Research Project: Developing Multivariate Machine Learning Models for Early-Season Cotton Yield Prediction Across the Conterminous United States

Location: Coastal Plain Soil, Water and Plant Conservation Research

Project Number: 6082-13000-011-006-R
Project Type: Reimbursable Cooperative Agreement

Start Date: Jan 1, 2026
End Date: Dec 31, 2026

Objective:
Develop a multivariate machine learning modeling framework for robust early-season cotton yield prediction for cotton-producing states/regions of the United States.

Approach:
Through this research, we will address cotton yield anomalies in 17 cotton-producing states across the conterminous US including California, Arizona, New Mexico, Oklahoma, Texas, Kansas, Louisiana, Missouri, Arkansas, Mississippi, Tennessee, Alabama, Florida, North Carolina, Georgia, Virginia, and South Carolina.
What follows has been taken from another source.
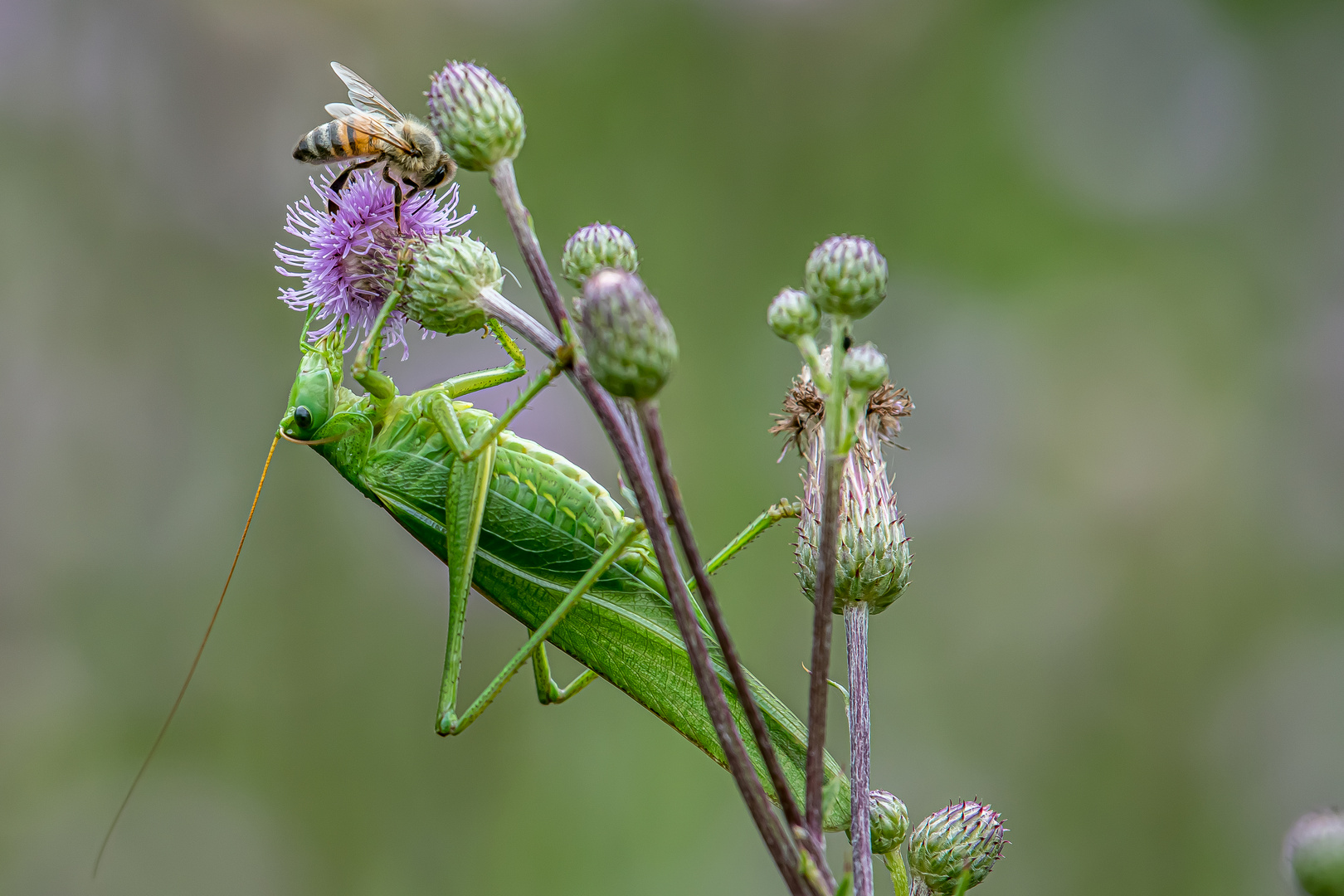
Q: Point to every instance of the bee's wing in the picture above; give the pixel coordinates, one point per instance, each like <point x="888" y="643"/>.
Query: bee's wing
<point x="371" y="124"/>
<point x="364" y="95"/>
We will retrieve and use county-level time series of cotton yield, remote sensing, soil, and climate data of the last thirty years. Explicitly, the dependent variable will be county-level cotton yield time series, and the explanatory variables will include county-level ENSO signals, drought indices, soil characteristics (e.g. soil water capacity), monthly precipitation total, monthly number of precipitation events, monthly ET, monthly cumulative solar radiation, monthly cumulative temperature, monthly normalized difference vegetation index (NDVI), monthly leaf area index (LAI), monthly land liquid water equivalence thickness anomaly (LWE), monthly soil moisture (Soil Moisture Active Passive SMAP), irrigation rates, tile drainage rates, fertilizer use, and cotton genotype features (e.g. cycle length). Variables selection and transformation algorithms will be used to eliminate spatial redundancy and superfluous signals. Different ML models including recurrent neural networks, random forest, k-nearest neighbors (KNN), support vector machine (SVM) regression, logistic model, cluster analyses, and spatial regionalization will be used to develop a multivariate framework for a robust early-season cotton yield prediction.